Posted by: Supremacy Claus | Mar 13, 2011 9:05:11 AM
It's more complicated than just having mandatory minimums. It's also having disparate criminal statutes that punish essentially the same behavior, but different ways. It's like the old George Carlin joke about committing "six sins with one feel" (Google it). It's a crime to possess marijuana, to possess it with intent to distribute it, to conspire to possess it with intent to distribute it, to use a phone while you're doing it, to transport the money from selling it, and in some states not to pay taxes on it, etc.
Federal child pornography law is the perfect example. It is a crime to possess it, and it is a crime to receive it. For some unfathomable reason, receiving child pornography has a mandatory minimum and a 20-year maximum sentence, while possessing it carries no minimum and a maximum of 10 years. No one's ever been able to explain to me how receipt is realistically more nefarious than possession--after all, if you possess it but didn't receive it, then you must have created it, which is far worse. Anyway, I've never seen a CP case where there wasn't receipt, because it almost always is downloaded from the Internet.
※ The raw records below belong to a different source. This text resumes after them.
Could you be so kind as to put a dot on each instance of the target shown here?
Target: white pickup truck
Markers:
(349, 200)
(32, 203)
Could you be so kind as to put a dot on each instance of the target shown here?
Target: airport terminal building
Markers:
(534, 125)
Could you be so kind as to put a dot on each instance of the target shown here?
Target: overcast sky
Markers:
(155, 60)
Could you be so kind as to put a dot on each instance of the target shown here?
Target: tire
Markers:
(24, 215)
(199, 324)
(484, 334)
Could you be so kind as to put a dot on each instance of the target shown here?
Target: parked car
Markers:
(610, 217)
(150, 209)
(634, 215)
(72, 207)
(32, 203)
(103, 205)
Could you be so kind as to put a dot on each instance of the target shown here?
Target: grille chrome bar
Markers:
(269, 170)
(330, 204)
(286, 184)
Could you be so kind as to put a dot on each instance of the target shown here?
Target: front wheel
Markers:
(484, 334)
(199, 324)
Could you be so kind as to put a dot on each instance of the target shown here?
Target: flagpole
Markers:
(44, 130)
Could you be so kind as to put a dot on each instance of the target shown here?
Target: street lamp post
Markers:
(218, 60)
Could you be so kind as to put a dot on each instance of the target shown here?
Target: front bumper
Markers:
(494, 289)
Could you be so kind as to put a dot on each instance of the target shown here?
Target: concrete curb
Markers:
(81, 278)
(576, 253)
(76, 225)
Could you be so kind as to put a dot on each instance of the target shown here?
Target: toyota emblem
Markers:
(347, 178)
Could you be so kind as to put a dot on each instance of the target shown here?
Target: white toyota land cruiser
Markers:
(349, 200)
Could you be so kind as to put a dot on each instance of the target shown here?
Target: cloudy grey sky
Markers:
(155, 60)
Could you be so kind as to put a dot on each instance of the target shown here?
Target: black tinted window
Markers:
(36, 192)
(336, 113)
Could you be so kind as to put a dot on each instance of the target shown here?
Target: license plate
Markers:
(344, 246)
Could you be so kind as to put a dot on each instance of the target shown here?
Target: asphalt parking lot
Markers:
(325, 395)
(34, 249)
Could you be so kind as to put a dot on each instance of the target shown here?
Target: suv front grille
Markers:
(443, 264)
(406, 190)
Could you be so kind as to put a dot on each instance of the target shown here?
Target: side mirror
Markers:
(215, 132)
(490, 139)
But whether this is actually a problem depends on your perspective. Some people don't mind giving prosecutors the power to determine sentences; after all, prosecutors are charged with enforcing laws, so they they don't mind handing prosecutors the discretion to choose which sentences will apply. Others feel that judges should have the central role in determining punishment, because they stand between the prosecutor and the defendant and are best able to mediate the conflicting interests of the public, victims, and the rights of individual defendants.
Posted by: C.E. | Mar 13, 2011 8:35:11 PM
i have to agree C.E. have never been able to get a straight answer to how having multiple charges for the same 5-10 min of stupidty could possible be legal under the double jeopordy clause of the constitution.
as for the fiction stupidity they are from diff jurisdictions i say BULL SHIT!
you are still putting them into multiple chances to lose their freedom and life for the SAME CRIME... sorry to be legal if you have the same law covering the same bit of stupidity then ONE jurisdiction should be the ONLY one to prosecute.
which brings us full circle to another big big big problem with the sytem. multiple prosecutions for the same crime over and over and over if there is not either a complete conviction or a complete ruling of not guilty!
sorry that is also illegal under the constution.
Posted by: rodsmith | Mar 14, 2011 2:09:33 AM
MMs and harsh sentencing guidelines empower prosecutors to raise the stakes so high that going to trial becomes too risky to chance it -- even for citizens who are innocent or wrongly accused.
What's remarkable here is that it's taken Oregon a very long time (and a budget crisis) to figure that out.
Create a few more MMs and toughen up sentencing guidelines (as some learning-disabled Oregon lawmakers still seem eager to do) and soon trials, relatively rare occurrences now, might become extinct altogether.
Great news for the Legion of Congenital Scolds and Stern Disciplinarians (which typically is well-represented in this blog), but for some of the rest of us it's beginning to feel a little tyrannical out here.